東大の研究員さんと柏市医師会の会長さんによる「最先端!柏市に学ぶ 地域包括ケアの成功例」と題されたセミナーを聴講しました。お二方ともに発起人であり推進者なので、発される言葉ひとつ一つに熱がこもっていました。

地域包括ケアとは、高齢化社会における高齢者の尊厳保持と自立生活の支援の目的のもと、可能な限り住み慣れた地域で自分らしい暮らしを人生の最期まで続けることができるよう、地域の包括的な支援やサービス提供の体制構築を厚労省号令のもとで推進している介護・福祉事業です。システム構築には、高齢者個人に対する支援の充実と、それを支える社会基盤の整備とを同時にすすめることが重要といわれています。

今回のケース、なぜ柏市豊四季台が舞台になったかというと、この地域に住む高齢者の割合が2009年時点で40%を超えていたからだといいます。この状態は40年後の日本の縮図です。2060年の日本は人口8,600万人、60歳以上の割合は50%になると予測されています(内閣府)。

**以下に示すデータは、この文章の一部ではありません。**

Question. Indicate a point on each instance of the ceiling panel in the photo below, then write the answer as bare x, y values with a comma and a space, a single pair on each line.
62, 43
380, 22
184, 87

「いつまでも自宅で安心した生活が送れるまち」「いつまでも元気で活躍できるまち」を目指して、東京大学とUR都市機構との共同プロジェクトにしたのがいいなと思いました。取り組みを学術的に検証していく必要があり、官だけだと独解的になるリスクがあるので大学を入れる。住居を考えたときに民間ではなく、ニュータウン団地の再生を課題とするURだったのも興味深い。全国へ拡がっているとのことですが、柏市の完コピではなく、地域の特色を見極めた上での施策になることが課題だと感じました。

心に残ったのは「市役所と医師会の結びつきと事務力の推進力が肝」「在宅医療を主眼に置いた多職種連携が核となり、市民の理解と参加があってはじめて地域包括ケアになる」という2つで、これまで私は心理職として多職種連携にどう食い込むかばかり考えていたのですが、市民の理解と参加へ貢献するポジションもあるなと、ふっと力みが抜けて視界が開けた気分です。図で表すとこんな感じでしょうか。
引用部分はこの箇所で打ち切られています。